HR Hero Line

Job numbers good news for HR reps

by Connor Beatty

Each month, economists eagerly await the U.S. Department of Labor’s (DOL) jobs report. The report provides analysts a snapshot of the nation’s economic health by measuring the number of jobs the economy added or lost in the previous month. Based on a recent study, perhaps HR managers should review the monthly jobs report, too. The study found a remarkably strong correlation between the national unemployment rate and the number of charges filed with the Equal Employment Opportunity Commission (EEOC)

The data
According to The Wall Street Journal, unemployment rates dropped in all 50 states in 2014. The last time the economy achieved that feat, Ronald Reagan occupied the White House, and Mark Zuckerberg occupied a crib. So far, the job growth trend has continued into 2015.  Total nonfarm payroll employment increased by 173,000 in August, dropping the nationwide unemployment rate to 5.1%.

Meanwhile, 2014 also saw a decrease in the number of employment discrimination charges filed with the EEOC. According to an annual report from the EEOC, the number of claims based on race, sex, national origin, religion, age, and disability decreased last year.

Noticing the trends, a noted employment law blogger compared the national unemployment rate on January 1 of the past several years to the number of charges filed with the EEOC in the preceding year and found a striking correlation. The post can be found at www.lawfficespace.com/2015/02/new-chart-eeoc-charges-vs-unemployment.html. The correlation is clear: Over the past decade, the lower the unemployment rate, the fewer discrimination charges are filed with the EEOC.

What to make of the numbers
I should preface this section with the motto of every high-school statistics teacher: Correlation does not equal causation. In other words, we cannot necessarily conclude that a weak economy causes employees to file charges with the EEOC. That said, the job market could influence the likelihood that your company will face a discrimination charge for several reasons.

First, if the unemployment rate is low, employers will generally terminate fewer employees. When the job market is highly competitive, employers may decide to hold on to marginal performers rather than risk being unable to find suitable replacements. If fewer employees are being fired, it stands to reason that fewer employees will believe they have been wrongfully terminated. The state of the economy is unlikely to influence how many managers at your company are biased, but it may affect how frequently they manifest that bias.

Not only are fewer employees fired in a strong labor market, but employees who are terminated also have an easier time finding a new job.
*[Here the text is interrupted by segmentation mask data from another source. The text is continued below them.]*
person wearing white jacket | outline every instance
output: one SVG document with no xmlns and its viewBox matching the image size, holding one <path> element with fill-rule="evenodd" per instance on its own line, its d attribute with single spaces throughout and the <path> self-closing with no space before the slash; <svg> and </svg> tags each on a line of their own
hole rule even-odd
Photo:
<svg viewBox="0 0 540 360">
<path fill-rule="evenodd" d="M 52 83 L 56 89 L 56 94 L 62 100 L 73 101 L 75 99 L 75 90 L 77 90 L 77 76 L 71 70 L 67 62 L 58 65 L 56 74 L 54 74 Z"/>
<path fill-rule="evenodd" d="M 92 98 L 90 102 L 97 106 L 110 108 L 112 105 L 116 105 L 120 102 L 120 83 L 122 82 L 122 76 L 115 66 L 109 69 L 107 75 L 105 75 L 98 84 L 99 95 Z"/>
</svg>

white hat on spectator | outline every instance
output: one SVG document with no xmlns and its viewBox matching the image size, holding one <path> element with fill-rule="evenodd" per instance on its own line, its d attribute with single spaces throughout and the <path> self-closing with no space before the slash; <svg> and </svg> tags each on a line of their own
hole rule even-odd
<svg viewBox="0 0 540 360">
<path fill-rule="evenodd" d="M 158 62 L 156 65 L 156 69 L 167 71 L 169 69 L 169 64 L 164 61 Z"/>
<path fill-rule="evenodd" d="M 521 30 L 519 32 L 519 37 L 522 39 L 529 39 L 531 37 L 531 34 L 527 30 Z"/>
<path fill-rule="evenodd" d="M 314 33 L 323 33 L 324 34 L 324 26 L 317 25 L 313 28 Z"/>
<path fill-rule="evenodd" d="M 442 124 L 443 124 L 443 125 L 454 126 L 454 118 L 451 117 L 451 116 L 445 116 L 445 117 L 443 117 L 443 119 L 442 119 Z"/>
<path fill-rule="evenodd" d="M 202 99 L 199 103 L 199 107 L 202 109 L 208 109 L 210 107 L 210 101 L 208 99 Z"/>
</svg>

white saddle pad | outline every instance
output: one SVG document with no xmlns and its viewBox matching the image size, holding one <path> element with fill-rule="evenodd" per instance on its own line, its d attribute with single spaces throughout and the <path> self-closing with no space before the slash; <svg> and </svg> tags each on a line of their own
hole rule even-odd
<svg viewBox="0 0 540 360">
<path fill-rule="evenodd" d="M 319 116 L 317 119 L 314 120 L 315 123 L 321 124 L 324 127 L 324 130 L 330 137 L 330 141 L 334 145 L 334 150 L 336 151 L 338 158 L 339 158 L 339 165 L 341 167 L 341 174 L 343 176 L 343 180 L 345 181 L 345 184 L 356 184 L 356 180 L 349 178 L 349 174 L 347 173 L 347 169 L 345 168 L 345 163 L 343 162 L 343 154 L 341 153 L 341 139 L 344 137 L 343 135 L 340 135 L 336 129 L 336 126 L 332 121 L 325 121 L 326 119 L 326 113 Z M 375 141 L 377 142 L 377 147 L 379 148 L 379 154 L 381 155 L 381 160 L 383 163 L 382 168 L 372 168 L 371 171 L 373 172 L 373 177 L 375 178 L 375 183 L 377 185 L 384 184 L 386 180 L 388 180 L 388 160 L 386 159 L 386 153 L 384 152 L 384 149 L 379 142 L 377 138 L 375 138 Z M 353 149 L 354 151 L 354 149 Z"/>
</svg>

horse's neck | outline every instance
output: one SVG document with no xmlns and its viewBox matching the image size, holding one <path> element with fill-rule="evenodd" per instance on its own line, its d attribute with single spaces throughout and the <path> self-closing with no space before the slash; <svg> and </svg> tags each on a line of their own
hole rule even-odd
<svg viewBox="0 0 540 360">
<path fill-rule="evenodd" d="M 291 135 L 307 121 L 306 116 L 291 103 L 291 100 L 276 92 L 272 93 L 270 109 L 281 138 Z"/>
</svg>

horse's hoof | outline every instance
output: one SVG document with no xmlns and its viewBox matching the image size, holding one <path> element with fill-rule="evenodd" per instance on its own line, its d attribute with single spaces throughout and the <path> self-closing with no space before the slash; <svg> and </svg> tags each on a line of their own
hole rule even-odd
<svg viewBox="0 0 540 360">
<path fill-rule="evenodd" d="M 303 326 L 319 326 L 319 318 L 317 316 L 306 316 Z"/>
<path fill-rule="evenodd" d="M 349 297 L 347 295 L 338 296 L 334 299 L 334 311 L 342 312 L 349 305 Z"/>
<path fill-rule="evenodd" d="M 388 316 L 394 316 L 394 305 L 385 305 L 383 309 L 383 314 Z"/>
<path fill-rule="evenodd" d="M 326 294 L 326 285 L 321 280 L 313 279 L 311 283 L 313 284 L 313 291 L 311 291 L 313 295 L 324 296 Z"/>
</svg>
That will not necessarily dissuade a would-be claimant from filing suit. However, when a former employee is weighing the costs and risks of filing a claim, her overall economic situation will likely influence her decision. In a poor economy, a former employee with a weak claim may feel like she has no choice but to file a lawsuit in an attempt to get her job back.

Takeaway
There are a number of reasons to hope that economic conditions will continue to improve across the country. Although a strong job market may affect the likelihood that your company will face a discrimination lawsuit, that does not mean you can put your guard down.

A common mistake employers make is to give generic, rubber-stamp performance reviews to marginal performers when business is booming, only to crack down when times are tough. If an employee can make a credible attempt to tie a change in evaluation results to an incident exhibiting supervisor bias, he will have the makings of a discrimination claim. You cannot control global economic forces, but you can control whether your company follows sound employment practices in good times and bad.